It’s the weekend. You would think that I wouldn’t be stuck doing the same mundane activities that I have to do with T.Puzzle and Full Speed during the week. I mean sometimes these activities can be fun and I do end up having a good time if everyone is in a decent mood. However, if I don’t have to go to the Thomas the Train table at the bookstore on a Sunday, I won’t. I know I have the whole week ahead to do so.

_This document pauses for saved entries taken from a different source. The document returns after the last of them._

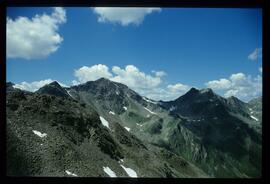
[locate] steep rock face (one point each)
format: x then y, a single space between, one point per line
226 141
53 89
51 135
206 129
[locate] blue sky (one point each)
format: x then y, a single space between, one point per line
193 46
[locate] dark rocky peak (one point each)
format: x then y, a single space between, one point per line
53 88
232 100
9 87
54 84
206 91
255 100
193 91
9 84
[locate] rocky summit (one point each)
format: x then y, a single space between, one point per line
104 129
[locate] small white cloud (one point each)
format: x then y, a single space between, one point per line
34 38
159 73
33 86
238 85
257 53
122 15
134 78
219 84
145 84
178 87
92 73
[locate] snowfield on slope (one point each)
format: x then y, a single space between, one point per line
111 112
104 122
130 172
38 133
70 173
150 101
128 129
108 171
254 118
68 91
149 110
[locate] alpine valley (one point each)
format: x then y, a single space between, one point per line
104 129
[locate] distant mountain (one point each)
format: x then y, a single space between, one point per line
199 132
53 89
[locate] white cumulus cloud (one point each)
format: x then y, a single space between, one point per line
122 15
36 37
134 78
219 84
257 53
149 85
238 85
177 87
91 73
33 86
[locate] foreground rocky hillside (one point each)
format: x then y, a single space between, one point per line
55 135
103 127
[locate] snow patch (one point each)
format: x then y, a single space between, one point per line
104 122
254 118
68 91
108 171
121 160
38 133
128 129
70 173
150 101
172 108
149 111
130 172
111 112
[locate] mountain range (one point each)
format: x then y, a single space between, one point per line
104 129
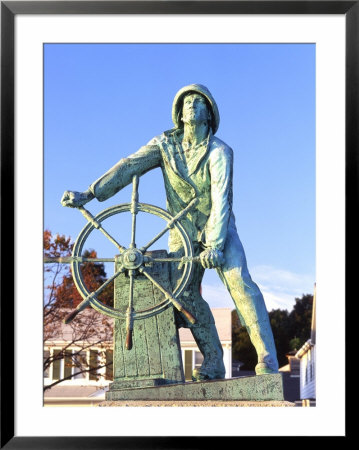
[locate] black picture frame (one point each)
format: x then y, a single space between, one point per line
9 10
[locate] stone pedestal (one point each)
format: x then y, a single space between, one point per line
256 388
155 357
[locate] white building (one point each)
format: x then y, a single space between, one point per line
88 388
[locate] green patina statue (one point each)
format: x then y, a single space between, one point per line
198 165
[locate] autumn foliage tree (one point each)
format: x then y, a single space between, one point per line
90 328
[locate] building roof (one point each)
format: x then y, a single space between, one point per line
223 320
62 390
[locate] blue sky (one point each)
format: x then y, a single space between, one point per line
104 101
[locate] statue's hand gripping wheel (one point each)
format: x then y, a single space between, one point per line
131 260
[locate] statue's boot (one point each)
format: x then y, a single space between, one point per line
249 303
208 342
261 336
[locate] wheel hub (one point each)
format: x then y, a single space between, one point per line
132 258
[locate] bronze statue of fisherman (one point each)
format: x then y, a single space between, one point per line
197 164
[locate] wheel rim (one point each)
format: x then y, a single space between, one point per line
113 312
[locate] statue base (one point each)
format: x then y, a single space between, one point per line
254 388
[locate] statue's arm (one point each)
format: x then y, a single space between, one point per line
119 176
221 170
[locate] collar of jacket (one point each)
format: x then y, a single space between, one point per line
173 147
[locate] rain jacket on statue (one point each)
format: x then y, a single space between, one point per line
206 175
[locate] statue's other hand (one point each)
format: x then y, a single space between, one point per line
74 199
211 257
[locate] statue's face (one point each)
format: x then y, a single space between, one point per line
194 109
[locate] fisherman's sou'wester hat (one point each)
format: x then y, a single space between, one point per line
178 102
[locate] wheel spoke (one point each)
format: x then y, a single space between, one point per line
70 259
81 306
129 313
173 300
170 224
134 209
181 259
98 225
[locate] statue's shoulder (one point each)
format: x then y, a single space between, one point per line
163 137
219 148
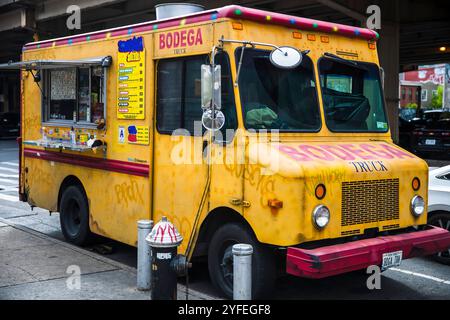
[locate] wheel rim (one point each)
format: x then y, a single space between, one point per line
443 223
226 264
72 216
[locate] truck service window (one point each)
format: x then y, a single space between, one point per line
179 93
274 98
74 95
352 96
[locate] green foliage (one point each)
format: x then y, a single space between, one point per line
411 106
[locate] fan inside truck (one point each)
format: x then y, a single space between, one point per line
239 126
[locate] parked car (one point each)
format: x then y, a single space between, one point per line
432 133
9 124
439 205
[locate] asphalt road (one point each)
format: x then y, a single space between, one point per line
419 278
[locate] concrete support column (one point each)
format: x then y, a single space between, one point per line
389 53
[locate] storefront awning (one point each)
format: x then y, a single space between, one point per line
55 64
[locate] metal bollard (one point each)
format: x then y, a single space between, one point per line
242 271
144 279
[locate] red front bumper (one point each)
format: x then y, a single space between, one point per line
337 259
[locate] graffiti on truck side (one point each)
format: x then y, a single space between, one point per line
129 192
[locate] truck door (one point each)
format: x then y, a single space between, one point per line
180 172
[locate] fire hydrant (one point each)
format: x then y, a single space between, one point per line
166 265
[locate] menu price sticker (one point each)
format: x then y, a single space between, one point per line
131 80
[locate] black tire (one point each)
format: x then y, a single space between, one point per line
220 261
74 216
441 220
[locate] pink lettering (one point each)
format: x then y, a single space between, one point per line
379 153
338 152
317 152
162 41
169 40
183 38
191 37
176 39
199 39
294 153
396 152
357 152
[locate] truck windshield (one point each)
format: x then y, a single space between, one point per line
352 96
274 98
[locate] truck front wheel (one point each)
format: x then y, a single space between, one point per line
220 261
74 216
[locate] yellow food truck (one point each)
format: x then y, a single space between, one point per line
238 125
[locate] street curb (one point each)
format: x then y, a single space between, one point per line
181 288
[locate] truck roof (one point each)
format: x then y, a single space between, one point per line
232 11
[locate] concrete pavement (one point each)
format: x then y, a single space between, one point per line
36 266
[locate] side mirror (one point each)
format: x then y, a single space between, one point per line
286 57
213 119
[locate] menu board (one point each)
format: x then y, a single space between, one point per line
131 80
63 84
138 135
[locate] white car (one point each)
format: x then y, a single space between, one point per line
439 205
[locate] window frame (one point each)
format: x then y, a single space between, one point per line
45 98
182 113
383 99
281 131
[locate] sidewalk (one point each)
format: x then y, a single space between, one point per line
35 266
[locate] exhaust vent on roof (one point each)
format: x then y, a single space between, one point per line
169 10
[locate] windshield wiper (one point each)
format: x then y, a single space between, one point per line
344 61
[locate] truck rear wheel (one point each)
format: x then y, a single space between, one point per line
74 216
220 261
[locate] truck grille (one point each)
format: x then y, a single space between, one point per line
369 201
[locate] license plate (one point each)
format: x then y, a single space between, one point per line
392 259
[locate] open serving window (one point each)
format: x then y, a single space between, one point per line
73 97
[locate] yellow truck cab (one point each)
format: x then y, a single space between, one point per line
238 125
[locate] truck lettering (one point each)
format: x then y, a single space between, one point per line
180 39
348 152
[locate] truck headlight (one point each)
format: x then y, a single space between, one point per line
321 216
417 206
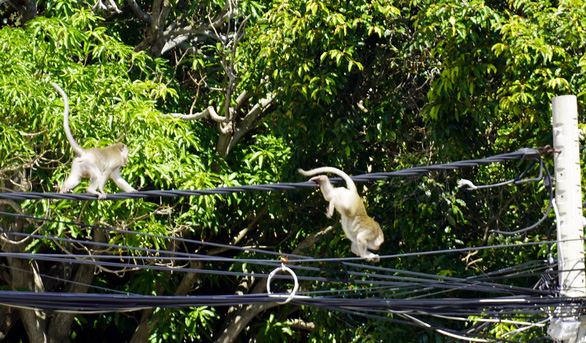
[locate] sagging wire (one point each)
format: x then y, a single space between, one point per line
521 154
547 182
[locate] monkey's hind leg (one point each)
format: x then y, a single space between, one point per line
73 179
359 248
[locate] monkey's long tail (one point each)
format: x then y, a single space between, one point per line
76 147
349 183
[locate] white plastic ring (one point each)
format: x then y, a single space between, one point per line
295 285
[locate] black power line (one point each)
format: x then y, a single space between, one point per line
525 153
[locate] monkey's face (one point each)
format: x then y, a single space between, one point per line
379 239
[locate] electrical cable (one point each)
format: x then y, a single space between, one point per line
521 154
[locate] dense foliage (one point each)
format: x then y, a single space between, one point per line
366 86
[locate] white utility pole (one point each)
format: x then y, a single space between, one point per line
569 326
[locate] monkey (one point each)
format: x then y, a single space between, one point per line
97 164
364 232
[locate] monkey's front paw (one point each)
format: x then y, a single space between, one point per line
373 258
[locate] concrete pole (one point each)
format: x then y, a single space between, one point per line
570 233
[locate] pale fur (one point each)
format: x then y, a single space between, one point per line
97 164
364 232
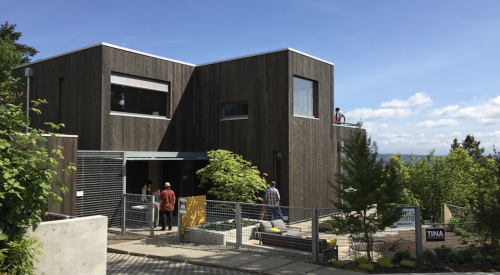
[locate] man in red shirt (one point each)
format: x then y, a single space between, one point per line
167 201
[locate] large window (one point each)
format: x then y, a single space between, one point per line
139 96
237 110
304 97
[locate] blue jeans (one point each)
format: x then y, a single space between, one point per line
272 209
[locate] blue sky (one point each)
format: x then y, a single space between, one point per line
418 73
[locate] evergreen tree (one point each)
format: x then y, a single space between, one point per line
369 190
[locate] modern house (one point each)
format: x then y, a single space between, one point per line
159 116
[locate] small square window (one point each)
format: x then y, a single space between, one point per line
236 110
304 97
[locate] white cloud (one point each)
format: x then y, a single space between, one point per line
486 114
438 123
370 114
417 99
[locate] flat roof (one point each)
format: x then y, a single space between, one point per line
169 59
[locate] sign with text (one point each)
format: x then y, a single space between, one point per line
434 235
407 218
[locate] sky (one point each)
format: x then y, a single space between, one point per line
418 74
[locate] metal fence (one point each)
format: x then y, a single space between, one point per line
292 230
139 213
99 185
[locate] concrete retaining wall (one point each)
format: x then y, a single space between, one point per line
74 246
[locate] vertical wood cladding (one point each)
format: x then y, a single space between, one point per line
312 157
81 94
262 81
122 133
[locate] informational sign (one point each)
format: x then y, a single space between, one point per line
407 218
434 235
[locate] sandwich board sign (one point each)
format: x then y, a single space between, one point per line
407 218
434 235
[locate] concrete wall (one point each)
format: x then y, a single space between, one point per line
74 246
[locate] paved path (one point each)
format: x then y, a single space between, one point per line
119 264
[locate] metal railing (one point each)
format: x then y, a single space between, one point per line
138 213
286 229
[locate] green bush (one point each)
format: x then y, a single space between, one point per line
467 254
325 226
455 257
408 263
361 260
442 252
385 262
401 255
427 255
367 266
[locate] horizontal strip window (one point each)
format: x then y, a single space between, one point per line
137 115
139 101
235 110
139 82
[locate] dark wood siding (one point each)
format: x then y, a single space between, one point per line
121 133
312 156
262 81
81 112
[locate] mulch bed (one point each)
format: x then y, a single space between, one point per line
486 266
125 238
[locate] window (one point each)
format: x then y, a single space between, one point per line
139 96
304 97
238 110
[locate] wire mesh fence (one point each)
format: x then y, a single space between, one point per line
286 229
139 213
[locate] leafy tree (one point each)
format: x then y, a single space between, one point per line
232 177
7 33
369 189
9 57
26 175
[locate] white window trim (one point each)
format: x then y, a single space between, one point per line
115 113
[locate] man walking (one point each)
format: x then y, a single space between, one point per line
167 199
273 200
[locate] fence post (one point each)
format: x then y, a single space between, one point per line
238 225
152 221
124 227
418 232
315 235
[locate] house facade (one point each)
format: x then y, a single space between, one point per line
275 109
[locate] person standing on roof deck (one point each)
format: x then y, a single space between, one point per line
338 116
167 199
273 200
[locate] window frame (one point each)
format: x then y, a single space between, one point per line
314 100
236 117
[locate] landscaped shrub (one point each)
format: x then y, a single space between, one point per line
408 263
442 252
325 226
467 254
360 260
427 255
367 266
385 262
401 255
455 257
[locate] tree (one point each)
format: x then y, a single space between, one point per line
26 175
232 177
7 33
369 189
9 57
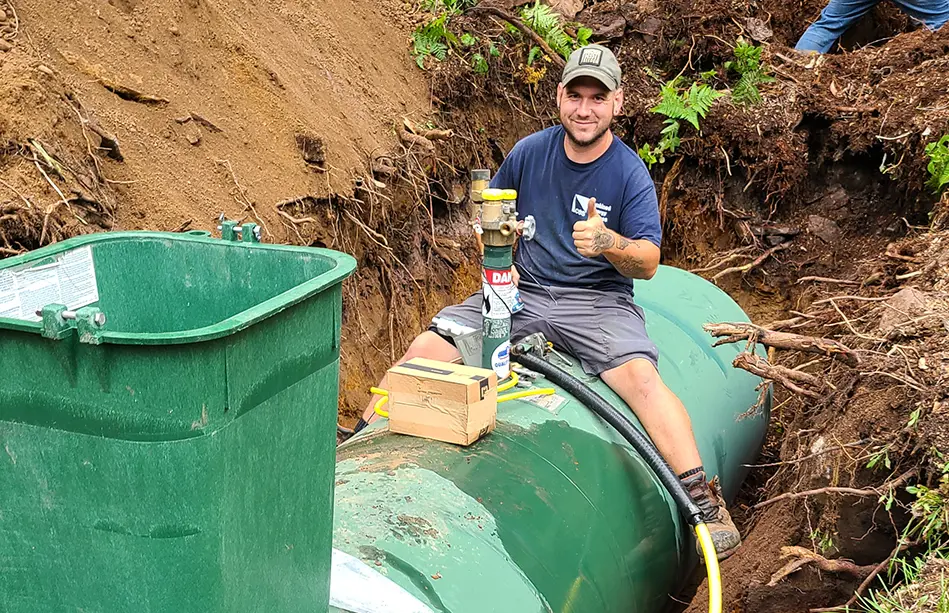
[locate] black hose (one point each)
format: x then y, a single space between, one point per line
624 426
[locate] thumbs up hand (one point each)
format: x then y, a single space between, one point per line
591 237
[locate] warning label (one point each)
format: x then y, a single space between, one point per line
500 284
70 280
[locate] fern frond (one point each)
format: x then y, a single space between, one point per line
547 23
701 98
745 91
670 103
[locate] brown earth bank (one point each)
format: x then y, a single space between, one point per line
809 207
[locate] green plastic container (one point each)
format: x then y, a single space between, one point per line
553 511
179 456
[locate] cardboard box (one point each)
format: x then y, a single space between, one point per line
442 401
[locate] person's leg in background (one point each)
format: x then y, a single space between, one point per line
834 20
932 13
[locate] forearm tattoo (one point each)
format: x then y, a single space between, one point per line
629 264
603 240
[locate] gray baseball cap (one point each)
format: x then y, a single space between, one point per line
593 61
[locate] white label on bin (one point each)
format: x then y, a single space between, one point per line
70 280
357 588
551 402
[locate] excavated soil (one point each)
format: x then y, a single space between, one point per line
166 115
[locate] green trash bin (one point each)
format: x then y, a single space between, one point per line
168 424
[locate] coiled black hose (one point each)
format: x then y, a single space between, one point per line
624 426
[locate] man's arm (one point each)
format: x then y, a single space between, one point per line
634 259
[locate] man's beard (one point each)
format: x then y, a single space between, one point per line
588 142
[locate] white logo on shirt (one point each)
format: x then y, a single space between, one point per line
581 203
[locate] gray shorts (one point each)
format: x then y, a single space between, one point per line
601 329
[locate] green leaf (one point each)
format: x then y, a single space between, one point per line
547 23
479 64
583 36
533 54
938 167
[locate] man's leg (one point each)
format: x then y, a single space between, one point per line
668 424
834 20
933 13
660 411
607 332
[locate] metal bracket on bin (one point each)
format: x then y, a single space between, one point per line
57 323
247 233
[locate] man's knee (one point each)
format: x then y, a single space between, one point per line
638 377
431 346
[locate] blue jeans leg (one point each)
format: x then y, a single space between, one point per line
834 20
839 15
933 13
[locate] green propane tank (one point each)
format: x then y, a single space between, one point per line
553 511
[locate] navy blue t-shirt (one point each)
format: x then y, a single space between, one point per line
556 191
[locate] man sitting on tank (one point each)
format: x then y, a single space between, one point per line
598 229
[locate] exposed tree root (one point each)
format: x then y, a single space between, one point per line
781 340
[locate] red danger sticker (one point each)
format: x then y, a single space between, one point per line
499 277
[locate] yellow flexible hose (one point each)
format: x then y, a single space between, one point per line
544 391
378 408
511 382
711 567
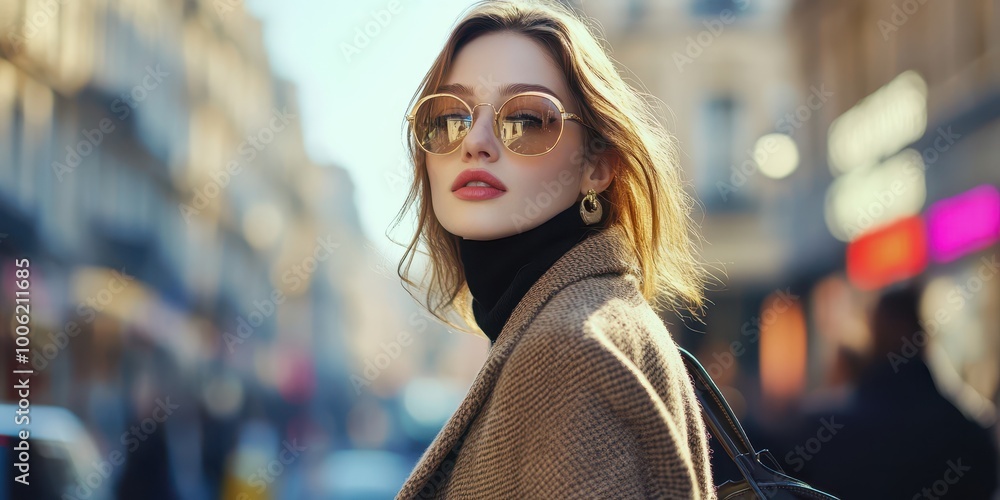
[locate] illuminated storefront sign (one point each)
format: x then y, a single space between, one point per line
964 223
889 254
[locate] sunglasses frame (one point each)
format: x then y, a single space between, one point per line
496 120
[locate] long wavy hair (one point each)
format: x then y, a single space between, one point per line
646 197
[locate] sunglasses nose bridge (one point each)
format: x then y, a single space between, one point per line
491 118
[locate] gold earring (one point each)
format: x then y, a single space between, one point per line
591 216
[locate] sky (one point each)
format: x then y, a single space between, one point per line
356 66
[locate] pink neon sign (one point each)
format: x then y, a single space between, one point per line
964 223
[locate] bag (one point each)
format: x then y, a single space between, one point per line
762 476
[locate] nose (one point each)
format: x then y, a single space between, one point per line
481 143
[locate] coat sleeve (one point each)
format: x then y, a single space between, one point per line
589 425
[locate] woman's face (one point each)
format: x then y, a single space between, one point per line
534 188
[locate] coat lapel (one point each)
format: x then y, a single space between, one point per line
601 253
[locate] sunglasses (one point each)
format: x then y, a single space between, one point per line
528 124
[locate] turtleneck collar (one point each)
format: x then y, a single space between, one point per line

Long story short, my hubby, Mad Dog (there is much discussion concerning my husband’s nickname in this blog- he thinks Mad Dog is cool, I think it sounds like an angry, old guy who has issues with alcohol- for now, since he’s a good sport, I’ll stick with it), was running an errand that was taking forever so I headed with the boys to the table of train-dom at the nearest bookstore. My boys are loud and energetic. They are fully committed to lively animating the wheeled vehicles around the train track. There are times when it can be quite tense. They come to a standstill at some fixed point and have to battle it out to see who takes the lead in the circular swing around and around the table. You throw some strangers and their children into the mix and it can get pretty wild.
For the most part I was managing them fairly well. That is until T.Puzzle did the tell-tale motion of stopping, squatting and turning a rosy shade of crimson. Of course a dirty diaper is inconvenient but we soldiered on. I promised them a return to the train table once T.Puzzle had a fresh diaper. Full Speed fought me at first and then loudly announced to the entire store he needed to poop, too. Great, two poops with one bathroom trip.
We headed to the restrooms and this particular bathroom is well equipped for us. There is a separate stall with a changing table, sink and a toilet. I envisioned changing T.Puzzle while Full Speed was on the potty and we would all wash our hands in privacy. Not so. This glorious bathroom was occupied. I have no earthly idea what was transpiring in this stall. The occupant was not moving. After a couple unsettling moments, I decided even if the occupant did clear out, I did not want to use that particular toilet anyway.
So, I did the next best thing. I threw my portable changing pad on the floor upon which to change T.Puzzle and put Full Speed in a stall to do his business. The entire time Full Speed was doing so he was shouting at the top of his lungs about this and that. Full Speed informed me he would signal he was finished by punching the stall door. I said that wasn’t such a good idea and asked if he could keep the noise level to a minimum. He didn’t comply. T.Puzzle was crying because his sense of depth perception (same for Full Speed) is often distorted because of his glasses. As I lifted his legs up from the changing pad he flayed his arms about frantically as if to regain purchase of the ground. He’s screaming, Full Speed’s a’shoutin’ and I’m ready to leave both of them in there and immediately start browsing the self-help section to find a book about finding your center in the middle of chaos.
The crazy train crashed in the bathroom. That is what life is like with two young boys. A. Crazy. Train.